Petraeus seeks to reassure senators concerned by recent setbacks in the war that conditions will determine when and how many troops are pulled.

June 15, 2010|By Julian E. Barnes, Los Angeles Times

Reporting from Washington — Recent setbacks in Afghanistan have intensified debate over the wisdom of the Obama administration's plan to begin withdrawing U.S. military forces next summer and highlighted reservations among military commanders over a rigid timeline.

At a Senate hearing Tuesday, Gen. David H. Petraeus, who oversees U.S. forces in the Mideast and Afghanistan, offered "qualified" support for President Obama's plan to begin withdrawing troops in July 2011.

"In a perfect world, Mr. Chairman, we have to be very careful with timelines," Petraeus said under questioning by Sen. Carl Levin (D-Mich.), chairman of the Senate Armed Services Committee, who wanted to know whether he supported the plan.

Petraeus explained that the drawdown would be based on conditions in Afghanistan at the time.

The reservation reflects longstanding uneasiness among military officials over the withdrawal timeline. In December, Obama announced plans for an increase in troop deployment to Afghanistan, which he said would begin to wind down in July 2011.
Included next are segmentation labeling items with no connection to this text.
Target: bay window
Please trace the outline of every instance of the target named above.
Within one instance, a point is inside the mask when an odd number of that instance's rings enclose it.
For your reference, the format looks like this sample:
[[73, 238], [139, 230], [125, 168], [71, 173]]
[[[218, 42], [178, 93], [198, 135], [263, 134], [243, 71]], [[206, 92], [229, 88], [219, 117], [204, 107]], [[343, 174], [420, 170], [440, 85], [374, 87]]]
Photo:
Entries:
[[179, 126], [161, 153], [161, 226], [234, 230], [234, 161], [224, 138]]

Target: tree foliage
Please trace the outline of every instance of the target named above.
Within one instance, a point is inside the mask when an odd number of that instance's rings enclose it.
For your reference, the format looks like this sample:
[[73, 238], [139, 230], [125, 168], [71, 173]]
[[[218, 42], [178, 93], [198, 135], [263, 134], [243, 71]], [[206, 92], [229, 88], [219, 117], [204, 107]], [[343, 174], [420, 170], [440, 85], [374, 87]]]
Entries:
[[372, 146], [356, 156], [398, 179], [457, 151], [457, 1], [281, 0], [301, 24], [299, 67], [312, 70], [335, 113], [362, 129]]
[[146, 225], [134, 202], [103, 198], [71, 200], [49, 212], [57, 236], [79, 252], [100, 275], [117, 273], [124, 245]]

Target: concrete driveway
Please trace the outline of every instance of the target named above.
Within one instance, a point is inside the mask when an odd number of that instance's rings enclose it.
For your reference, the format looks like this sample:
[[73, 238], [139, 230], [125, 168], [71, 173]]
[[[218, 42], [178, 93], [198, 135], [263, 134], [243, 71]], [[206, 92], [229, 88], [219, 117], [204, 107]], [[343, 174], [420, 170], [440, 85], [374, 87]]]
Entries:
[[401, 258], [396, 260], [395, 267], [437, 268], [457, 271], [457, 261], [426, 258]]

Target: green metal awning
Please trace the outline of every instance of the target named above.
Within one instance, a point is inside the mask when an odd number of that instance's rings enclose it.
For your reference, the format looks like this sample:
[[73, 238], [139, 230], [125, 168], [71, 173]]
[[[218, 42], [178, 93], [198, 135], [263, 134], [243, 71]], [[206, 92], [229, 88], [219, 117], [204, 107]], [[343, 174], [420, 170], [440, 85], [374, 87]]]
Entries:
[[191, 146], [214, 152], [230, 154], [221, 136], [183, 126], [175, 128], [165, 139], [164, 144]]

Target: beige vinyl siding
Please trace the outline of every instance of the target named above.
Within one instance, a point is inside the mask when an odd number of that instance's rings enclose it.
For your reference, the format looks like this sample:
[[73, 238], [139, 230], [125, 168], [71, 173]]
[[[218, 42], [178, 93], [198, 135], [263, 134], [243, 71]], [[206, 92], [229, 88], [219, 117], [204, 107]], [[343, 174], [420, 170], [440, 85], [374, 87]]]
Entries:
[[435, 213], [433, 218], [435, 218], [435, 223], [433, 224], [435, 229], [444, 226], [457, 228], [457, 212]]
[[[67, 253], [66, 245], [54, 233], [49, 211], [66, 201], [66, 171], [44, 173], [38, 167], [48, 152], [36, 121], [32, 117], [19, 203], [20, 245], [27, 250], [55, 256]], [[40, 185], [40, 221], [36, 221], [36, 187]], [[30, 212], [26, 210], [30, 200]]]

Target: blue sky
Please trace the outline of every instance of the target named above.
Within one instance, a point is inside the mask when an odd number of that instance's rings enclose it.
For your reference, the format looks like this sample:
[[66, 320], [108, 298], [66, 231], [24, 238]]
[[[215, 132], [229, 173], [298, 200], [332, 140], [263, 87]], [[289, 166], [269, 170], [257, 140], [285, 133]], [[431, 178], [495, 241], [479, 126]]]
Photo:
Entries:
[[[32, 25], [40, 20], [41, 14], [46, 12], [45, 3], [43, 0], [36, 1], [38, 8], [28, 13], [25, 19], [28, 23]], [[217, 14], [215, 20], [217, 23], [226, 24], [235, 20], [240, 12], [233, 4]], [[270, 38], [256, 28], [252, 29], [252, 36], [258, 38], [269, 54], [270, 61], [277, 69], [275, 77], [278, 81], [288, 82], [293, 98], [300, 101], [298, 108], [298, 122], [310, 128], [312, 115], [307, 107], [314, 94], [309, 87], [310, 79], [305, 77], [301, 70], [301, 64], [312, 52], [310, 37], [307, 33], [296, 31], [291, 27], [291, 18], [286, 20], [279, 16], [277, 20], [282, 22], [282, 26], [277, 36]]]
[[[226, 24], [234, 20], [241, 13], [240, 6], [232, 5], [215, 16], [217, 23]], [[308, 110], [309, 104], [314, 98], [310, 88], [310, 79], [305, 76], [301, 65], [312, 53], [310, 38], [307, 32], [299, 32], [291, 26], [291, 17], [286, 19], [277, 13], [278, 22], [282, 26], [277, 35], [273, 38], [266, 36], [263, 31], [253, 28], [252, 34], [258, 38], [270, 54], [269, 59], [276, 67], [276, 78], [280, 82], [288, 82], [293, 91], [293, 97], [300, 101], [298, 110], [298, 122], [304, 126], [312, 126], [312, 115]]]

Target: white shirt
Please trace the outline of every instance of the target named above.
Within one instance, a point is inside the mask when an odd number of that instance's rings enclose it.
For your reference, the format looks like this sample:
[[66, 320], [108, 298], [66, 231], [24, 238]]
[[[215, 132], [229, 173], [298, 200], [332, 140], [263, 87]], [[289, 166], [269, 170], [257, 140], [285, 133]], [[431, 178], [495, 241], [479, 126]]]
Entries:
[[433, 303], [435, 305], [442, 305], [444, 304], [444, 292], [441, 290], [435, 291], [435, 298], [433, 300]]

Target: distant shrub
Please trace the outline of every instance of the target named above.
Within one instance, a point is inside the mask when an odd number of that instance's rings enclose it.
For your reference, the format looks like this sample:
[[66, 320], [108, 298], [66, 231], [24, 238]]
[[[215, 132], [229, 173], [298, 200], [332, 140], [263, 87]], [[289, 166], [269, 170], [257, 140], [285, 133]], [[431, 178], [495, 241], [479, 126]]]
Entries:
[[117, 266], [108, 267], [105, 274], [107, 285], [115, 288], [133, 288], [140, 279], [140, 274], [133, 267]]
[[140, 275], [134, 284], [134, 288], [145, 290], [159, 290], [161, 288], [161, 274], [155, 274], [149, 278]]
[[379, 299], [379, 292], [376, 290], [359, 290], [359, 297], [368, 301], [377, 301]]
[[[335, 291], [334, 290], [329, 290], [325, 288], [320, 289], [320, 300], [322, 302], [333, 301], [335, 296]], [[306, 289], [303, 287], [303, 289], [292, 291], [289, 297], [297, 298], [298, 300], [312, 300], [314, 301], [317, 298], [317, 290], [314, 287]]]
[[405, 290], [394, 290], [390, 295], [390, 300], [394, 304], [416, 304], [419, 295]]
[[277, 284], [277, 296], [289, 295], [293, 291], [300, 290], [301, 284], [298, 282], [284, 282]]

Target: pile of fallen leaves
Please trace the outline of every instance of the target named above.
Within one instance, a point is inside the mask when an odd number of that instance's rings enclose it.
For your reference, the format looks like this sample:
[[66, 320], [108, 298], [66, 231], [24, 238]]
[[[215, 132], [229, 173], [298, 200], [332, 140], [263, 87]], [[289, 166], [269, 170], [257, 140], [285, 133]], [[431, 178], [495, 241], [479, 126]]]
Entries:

Many military officials have downplayed the significance of the start of the withdrawal and have said the pace would be based on conditions. The U.S. will not leave Afghanistan precipitously, they say.

But the timetable has put the military in uncomfortable positions, officials have said, forcing them to reassure skeptical Afghan leaders that the U.S. won't draw down quickly.

Petraeus did not elaborate on his own reservations and left the hearing moments later after becoming ill. But Sen. John McCain (R-Ariz.) said he was worried that the timeline had undercut Afghan President Hamid Karzai's support for the U.S.-led war effort.

Karzai recently fired two key advisors backed by Washington and, according to Afghans, has privately expressed doubts about the war.

McCain said the announced drawdown made it harder for uncommitted Afghans to back the United States. The deadline makes it appear that the U.S. is more interested in "leaving than succeeding," he said.

"I continue to worry a great deal about the message we are sending in the region," McCain said.

The administration is planning a major assessment of the war in December — another key deadline.

After the 2007 troop buildup in Iraq, the military used its first major assessment to buy time from Congress, showing that violence had begun to abate.

With Afghanistan, however, some military officials worry that the December assessment deadline doesn't give them enough time to show their strategy is working.

Earlier this year, military leaders hoped to have two successes to put before the White House in that review: Kandahar and Marja. But recent developments suggest that results of those offensives may not be clear.

In Marja, the U.S. and its allies have had trouble setting up local governmental bodies since the major offensive launched there in February, and militants have renewed their attacks.

Nonprofit organizations helping with civilian development efforts have been forced to withdraw, acknowledged Michele Flournoy, undersecretary of Defense for policy, who testified alongside Petraeus on Tuesday.

In Kandahar, meanwhile, the beginning of a major campaign is underway, including raids by special operations forces that Defense officials say have weakened the Taliban.

Faced with local Afghan leaders' skepticism over the offensive, military officials have delayed portions of it until later in the year.

The December review is widely expected to touch off a debate between those favoring a sizable troop presence to train local security forces and stabilize Afghanistan and those pushing for a faster drawdown.

Times staff writers David S. Cloud and Paul Richter in Washington contributed to this report.